Fraser: It’s to be expected, Ray. I mean, after all, as a man ages--
Ray: Well, what are you saying? You saying I’m thinning?
Fraser: No, no, no. I’m not saying you’re thinning, I’m saying--
Ray: You want to see thinning? I’m gonna show you thinning.
[spots a woman with a bicycle]
Ray: Hey, there, you need a hand?
Girl: That’s okay, sir. [exits]
Ray: It’s gone, Fraser!
Fraser: What’s gone, Ray?
Ray: That thing, that ‘je ne sais quoi.’
Fraser: It’s just a bald spot, Ray.
Ray: Oh, two minutes ago I’m thinning, now it’s a bald spot?!
Fraser: I’m sorry, Ray, but I thought you realized.
Ray: Where? Where? At the back? Is it bad? How bad...Fraser, there’s a baby in my car.
Fraser: Yes, there is, Ray.
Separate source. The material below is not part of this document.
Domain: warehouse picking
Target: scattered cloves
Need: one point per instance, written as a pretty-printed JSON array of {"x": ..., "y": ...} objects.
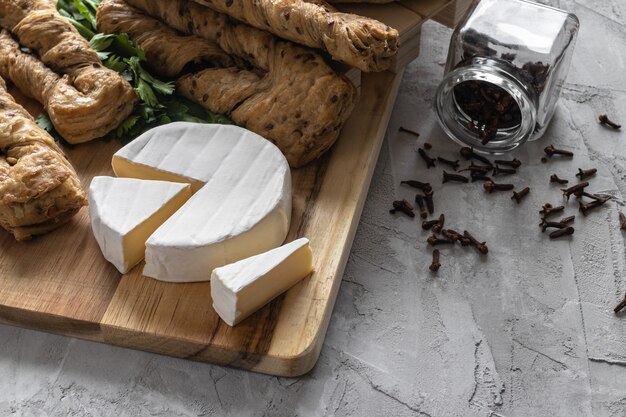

There certainly is.

 

<Doo Mah>

 

[coffee shop]
Waitress1: Isn’t he cute.
  I mean, call me old-fashioned, but I think there’s nothing as attractive as a man with baby formula on his sleeve.
Ray: Oh please!

[Fraser is bottle-feeding the baby, & every woman in the shop is surrounding him]
Fraser: Oh could you, uh, would you mind...

[both waitresses go for a towel, #2 gets it, wipes off sleeve, then dabs at Fraser’s brow]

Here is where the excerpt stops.